Description
SentenceDetectorDL (SDDL) is based on a general-purpose neural network model for sentence boundary detection. The task of sentence boundary detection is to identify sentences within a text. Many natural language processing tasks take a sentence as an input unit, such as part-of-speech tagging, dependency parsing, named entity recognition, or machine translation.
Predicted Entities
How to use
document_assembler = DocumentAssembler()\
.setInputCol("text")\
.setOutputCol("document")
sentence_detector = SentenceDetectorDLModel\
.pretrained("sentence_detector_dl_healthcare_v2_wip", "en", "clinical/models") \
.setInputCols(["document"]) \
.setOutputCol("sentences")
pipeline = Pipeline(
stages=[
document_assembler,
sentence_detector
])
text = """He was given boluses of MS04 with some effect, he has since been placed on a PCA -
he take 80mg of oxycontin at home, his PCA dose is ~ 2 the morphine dose of the oxycontin,
he has also received ativan for anxiety. Repleted with 20 meq kcl po, 30 mmol K-phos iv and 2 gms
mag so4 iv. Size: Prostate gland measures 10x1.1x4.9 cm (LS x AP x TS). Estimated volume is 51.9 ml
and is mildly enlarged in size. Normal delineation pattern of the prostate gland is preserved.
"""
data = spark.createDataFrame([[text]]).toDF("text")
result = pipeline.fit(data).transform(data)

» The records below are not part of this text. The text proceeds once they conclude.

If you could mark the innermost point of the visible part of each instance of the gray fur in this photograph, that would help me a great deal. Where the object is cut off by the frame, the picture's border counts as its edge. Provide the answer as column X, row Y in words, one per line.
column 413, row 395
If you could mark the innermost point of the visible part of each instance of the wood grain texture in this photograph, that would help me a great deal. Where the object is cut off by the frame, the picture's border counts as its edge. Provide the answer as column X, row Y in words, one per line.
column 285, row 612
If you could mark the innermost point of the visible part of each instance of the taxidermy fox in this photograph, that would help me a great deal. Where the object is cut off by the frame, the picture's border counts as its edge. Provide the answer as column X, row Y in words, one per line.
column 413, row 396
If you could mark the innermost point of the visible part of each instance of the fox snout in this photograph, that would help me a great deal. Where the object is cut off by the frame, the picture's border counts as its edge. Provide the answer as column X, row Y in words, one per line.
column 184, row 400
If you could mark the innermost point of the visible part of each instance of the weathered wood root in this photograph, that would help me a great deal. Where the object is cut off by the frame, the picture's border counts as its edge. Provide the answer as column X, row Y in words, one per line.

from johnsnowlabs import nlp, medical
document_assembler = nlp.DocumentAssembler()\
.setInputCol("text")\
.setOutputCol("document")
sentence_detector = nlp.SentenceDetectorDLModel\
.pretrained("sentence_detector_dl_healthcare_v2_wip", "en", "clinical/models") \
.setInputCols(["document"]) \
.setOutputCol("sentences")
pipeline = nlp.Pipeline(
stages=[
document_assembler,
sentence_detector
])
text = """He was given boluses of MS04 with some effect, he has since been placed on a PCA -
he take 80mg of oxycontin at home, his PCA dose is ~ 2 the morphine dose of the oxycontin,
he has also received ativan for anxiety. Repleted with 20 meq kcl po, 30 mmol K-phos iv and 2 gms
mag so4 iv. Size: Prostate gland measures 10x1.1x4.9 cm (LS x AP x TS). Estimated volume is 51.9 ml
and is mildly enlarged in size. Normal delineation pattern of the prostate gland is preserved.
"""
data = spark.createDataFrame([[text]]).toDF("text")
result = pipeline.fit(data).transform(data)
val document_assembler = new DocumentAssembler()
.setInputCol("text")
.setOutputCol("document")
val sentence_detector = SentenceDetectorDLModel
.pretrained("sentence_detector_dl_healthcare_v2_wip", "en", "clinical/models")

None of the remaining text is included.